Overview Process models are processes of the same nature that are classified together into a model. Thus, a process model is a description of a process at the type level. Since the process model is at the type level, a process is an instantiation of it. The same process model is used repeatedly for the development of many applications and thus, has many instantiations. One possible use of a process model is to prescribe how things must/should/could be done in contrast to the process itself which is really what happens. A process model is roughly an anticipation of what the process will look like. What the process shall be will be determined during actual system development.[2]

The goals of a process model are to be:

Descriptive Track what actually happens during a process Take the point of view of an external observer who looks at the way a process has been performed and determines the improvements that must be made to make it perform more effectively or efficiently. Prescriptive Define the desired processes and how they should/could/might be performed. Establish rules, guidelines, and behavior patterns which, if followed, would lead to the desired process performance. They can range from strict enforcement to flexible guidance. Explanatory Provide explanations about the rationale of processes. Explore and evaluate the several possible courses of action based on rational arguments. Establish an explicit link between processes and the requirements that the model needs to fulfill. Pre-defines points at which data can be extracted for reporting purposes. Purpose From a theoretical point of view, the meta-process modeling explains the key concepts needed to describe what happens in the development process, on what, when it happens, and why. From an operational point of view, the meta-process modeling is aimed at providing guidance for method engineers and application developers.[1]
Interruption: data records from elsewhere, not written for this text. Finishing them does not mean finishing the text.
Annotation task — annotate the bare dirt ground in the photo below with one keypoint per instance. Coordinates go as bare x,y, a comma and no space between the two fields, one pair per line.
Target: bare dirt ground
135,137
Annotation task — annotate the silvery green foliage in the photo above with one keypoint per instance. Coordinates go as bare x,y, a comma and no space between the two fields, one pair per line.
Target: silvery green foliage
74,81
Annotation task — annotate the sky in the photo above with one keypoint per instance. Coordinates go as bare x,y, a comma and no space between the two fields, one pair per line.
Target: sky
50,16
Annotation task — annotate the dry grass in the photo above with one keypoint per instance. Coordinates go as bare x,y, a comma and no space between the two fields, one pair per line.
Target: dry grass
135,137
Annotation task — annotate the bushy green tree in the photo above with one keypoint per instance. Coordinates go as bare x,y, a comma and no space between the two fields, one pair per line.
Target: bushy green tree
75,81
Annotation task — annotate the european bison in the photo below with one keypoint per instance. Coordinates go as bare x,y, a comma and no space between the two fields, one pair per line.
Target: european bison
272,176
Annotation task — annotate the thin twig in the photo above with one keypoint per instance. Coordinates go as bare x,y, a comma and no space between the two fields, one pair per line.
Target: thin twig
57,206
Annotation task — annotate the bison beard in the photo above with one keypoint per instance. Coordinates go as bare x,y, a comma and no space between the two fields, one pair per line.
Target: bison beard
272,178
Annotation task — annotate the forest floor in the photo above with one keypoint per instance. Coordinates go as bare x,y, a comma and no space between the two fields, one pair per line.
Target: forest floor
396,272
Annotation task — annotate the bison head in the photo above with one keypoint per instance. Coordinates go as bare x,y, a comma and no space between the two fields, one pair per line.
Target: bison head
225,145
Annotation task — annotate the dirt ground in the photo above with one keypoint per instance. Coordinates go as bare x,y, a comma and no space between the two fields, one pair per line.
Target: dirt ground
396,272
The activity of modeling a business process usually predicates a need to change processes or identify issues to be corrected. This transformation may or may not require IT involvement, although that is a common driver for the need to model a business process. Change management programmes are desired to put the processes into practice. With advances in technology from larger platform vendors, the vision of business process models (BPM) becoming fully executable (and capable of round-trip engineering) is coming closer to reality every day. Supporting technologies include Unified Modeling Language (UML), model-driven architecture, and service-oriented architecture.

Process modeling addresses the process aspects of an enterprise business architecture, leading to an all encompassing enterprise architecture. The relationships of a business processes in the context of the rest of the enterprise systems, data, organizational structure, strategies, etc. create greater capabilities in analyzing and planning a change. One real-world example is in corporate mergers and acquisitions; understanding the processes in both companies in detail, allowing management to identify redundancies resulting in a smoother merger.

Process modeling has always been a key aspect of business process reengineering, and continuous improvement approaches seen in Six Sigma.

Classification of process models By coverage There are five types of coverage where the term process model has been defined differently:[3]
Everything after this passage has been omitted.